CHICAGO – Methotrexate monotherapy is recommended and widely prescribed as the initial treatment approach for patients presenting with early rheumatoid arthritis, and now results of the TEAR (Treatment of Early Aggressive Rheumatoid Arthritis) Trial appear to validate the approach.
Findings from the randomized, double-blind 2-year trial involving 755 patients with early rheumatoid arthritis (RA) and a poor prognosis demonstrate that about 30% of those randomized to receive initial methotrexate monotherapy respond adequately and don’t need to step up to combination therapy. In addition, data from the study demonstrated that those who require step-up therapy because of inadequate response to methotrexate monotherapy do just as well radiographically as do those who receive combination therapy at the outset, according to Dr. James R. O’Dell, the Larson Professor of Medicine of the University of Nebraska and chief of rheumatology at the Veterans Affairs Medical Center, both in Omaha, and his colleagues reported at the annual meeting of the American College of Rheumatology.
Dr. James O'Dell
"So there is no radiographic penalty for waiting to make that decision [to use combination therapy] clinically," said Dr. O’Dell, the new president of the American College of Rheumatology.
Patients in the TEAR Trial had active disease with a mean disease duration of 3.6 months and a mean disease activity 28 (DAS28) score of 5.8, had not received prior disease-modifying antirheumatic drug (DMARD) therapy, and had a poor prognosis based on the findings of rheumatoid factor positivity, a positive cyclic citrullinated peptide antibody test, or the presence of at least two erosions. They were randomized 2:1 to receive methotrexate monotherapy or combination therapy (either methotrexate plus etanercept or methotrexate plus sulfasalazine and hydroxychloroquine).
Methotrexate monotherapy patients who failed to achieve DAS28 of less than 3.2 within 24 weeks switched to one of the combinations.

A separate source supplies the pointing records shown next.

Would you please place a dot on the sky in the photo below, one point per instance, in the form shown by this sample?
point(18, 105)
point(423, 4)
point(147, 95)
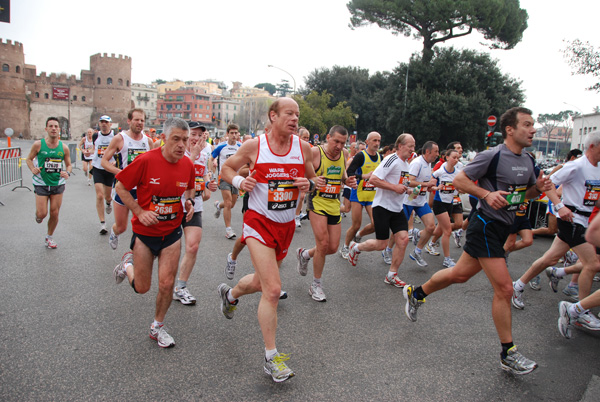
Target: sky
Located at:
point(236, 40)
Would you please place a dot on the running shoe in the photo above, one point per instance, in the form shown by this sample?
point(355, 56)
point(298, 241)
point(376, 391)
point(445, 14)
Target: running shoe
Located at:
point(572, 291)
point(230, 267)
point(432, 249)
point(516, 363)
point(412, 303)
point(394, 281)
point(51, 244)
point(387, 256)
point(588, 321)
point(418, 258)
point(344, 252)
point(184, 296)
point(227, 307)
point(120, 272)
point(316, 292)
point(162, 337)
point(113, 240)
point(218, 210)
point(277, 368)
point(353, 254)
point(457, 236)
point(229, 233)
point(552, 278)
point(302, 266)
point(535, 283)
point(517, 299)
point(448, 262)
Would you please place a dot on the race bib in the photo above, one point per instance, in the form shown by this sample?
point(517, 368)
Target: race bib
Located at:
point(167, 208)
point(592, 190)
point(282, 195)
point(53, 165)
point(516, 197)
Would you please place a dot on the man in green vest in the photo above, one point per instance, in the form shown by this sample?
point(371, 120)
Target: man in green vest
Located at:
point(50, 162)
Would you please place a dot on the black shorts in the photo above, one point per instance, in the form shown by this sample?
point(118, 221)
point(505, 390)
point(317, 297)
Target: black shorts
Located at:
point(331, 219)
point(384, 220)
point(571, 233)
point(195, 221)
point(520, 223)
point(47, 191)
point(102, 176)
point(486, 237)
point(156, 244)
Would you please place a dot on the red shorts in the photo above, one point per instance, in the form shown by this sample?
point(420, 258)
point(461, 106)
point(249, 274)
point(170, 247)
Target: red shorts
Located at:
point(275, 235)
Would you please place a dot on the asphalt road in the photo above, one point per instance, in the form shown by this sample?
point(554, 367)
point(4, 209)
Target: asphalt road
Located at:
point(69, 333)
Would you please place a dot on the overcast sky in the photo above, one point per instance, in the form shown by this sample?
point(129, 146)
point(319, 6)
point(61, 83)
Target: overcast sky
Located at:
point(235, 40)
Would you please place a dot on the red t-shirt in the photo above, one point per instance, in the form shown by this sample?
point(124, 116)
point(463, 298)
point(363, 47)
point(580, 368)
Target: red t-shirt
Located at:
point(160, 186)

Of 379 patients who received methotrexate monotherapy, 28% achieved a DAS28 below 3.2. Those who remained on monotherapy at week 102 had a mean DAS28 of 2.7, which both indicated durability of response and was nominally lower than the mean DAS28 of 3.0 in the initial combination therapy patients, Dr. O’Dell said.
Radiographic progression in the methotrexate monotherapy patients, compared with the immediate combination therapy patients was also nominally – and reassuringly – better (total sharp scores of 0.1 and 1.1, respectively), he noted. In addition, DAS28 scores as well as measures of radiographic progression were comparable in the step-up patients and the immediate combination patients beginning at 12 weeks after step-up through 102 weeks.

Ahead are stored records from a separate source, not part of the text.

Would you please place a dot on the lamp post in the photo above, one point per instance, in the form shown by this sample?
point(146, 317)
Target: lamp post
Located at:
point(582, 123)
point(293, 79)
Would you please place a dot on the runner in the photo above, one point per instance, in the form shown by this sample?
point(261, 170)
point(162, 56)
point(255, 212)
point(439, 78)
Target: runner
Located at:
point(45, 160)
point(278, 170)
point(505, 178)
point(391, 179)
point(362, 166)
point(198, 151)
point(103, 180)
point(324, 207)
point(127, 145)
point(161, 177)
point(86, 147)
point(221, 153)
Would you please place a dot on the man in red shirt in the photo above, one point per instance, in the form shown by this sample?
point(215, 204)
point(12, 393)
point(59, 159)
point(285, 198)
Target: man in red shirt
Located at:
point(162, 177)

As for baseline differences between the patients on methotrexate monotherapy who did and did not require step-up therapy, those on step-up were more likely to be female and to have a higher DAS28 and an elevated body mass index.
"None of these differences were statistically significant, but one wonders about the overall accumulative effect of those factors on predicting response," Dr. O’Dell said.

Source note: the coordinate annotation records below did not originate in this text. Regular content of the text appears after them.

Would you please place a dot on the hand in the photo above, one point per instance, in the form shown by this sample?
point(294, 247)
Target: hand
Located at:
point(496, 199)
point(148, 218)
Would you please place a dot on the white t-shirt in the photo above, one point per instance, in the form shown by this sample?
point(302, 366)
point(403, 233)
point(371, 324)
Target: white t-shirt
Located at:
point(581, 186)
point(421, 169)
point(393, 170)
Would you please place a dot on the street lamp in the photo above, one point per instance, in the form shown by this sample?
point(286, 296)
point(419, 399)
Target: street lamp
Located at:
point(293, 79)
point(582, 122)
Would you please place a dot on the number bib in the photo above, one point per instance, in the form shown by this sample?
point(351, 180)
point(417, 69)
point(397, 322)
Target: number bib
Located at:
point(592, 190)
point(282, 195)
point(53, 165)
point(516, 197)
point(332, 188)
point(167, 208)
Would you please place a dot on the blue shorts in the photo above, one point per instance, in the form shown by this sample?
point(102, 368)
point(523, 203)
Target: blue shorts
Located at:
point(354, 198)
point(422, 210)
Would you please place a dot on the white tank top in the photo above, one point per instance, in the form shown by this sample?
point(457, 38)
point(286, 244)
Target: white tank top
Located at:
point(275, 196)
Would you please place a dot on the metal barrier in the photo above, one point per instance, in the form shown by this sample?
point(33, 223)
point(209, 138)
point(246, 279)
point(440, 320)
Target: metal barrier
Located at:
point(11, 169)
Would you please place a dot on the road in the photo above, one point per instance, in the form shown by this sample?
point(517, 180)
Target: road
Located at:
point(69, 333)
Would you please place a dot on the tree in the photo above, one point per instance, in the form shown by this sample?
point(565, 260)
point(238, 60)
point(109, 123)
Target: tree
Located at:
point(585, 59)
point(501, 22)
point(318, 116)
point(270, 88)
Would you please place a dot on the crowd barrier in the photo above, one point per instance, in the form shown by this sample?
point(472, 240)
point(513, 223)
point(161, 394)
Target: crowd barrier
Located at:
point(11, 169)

Although methotrexate monotherapy is widely accepted as the appropriate approach to treatment in early RA patients and is recommended by both the ACR and the European League Against Rheumatism, this is the first blinded randomized trial to validate this approach, he noted.
Dr. O’Dell disclosed that he received grant money for the National Institutes of Health and the Department of Veterans Affairs. Other authors disclosed relationships with Abbott, American Shoulder and Elbow, Amgen, which provided grant money for the study, as well as BMS, Centacor, Corona, Crescendo, Genentech, Ortho Biotech Services, Pfizer, Roche, Teva Pharmaceuticals, and/or UCB.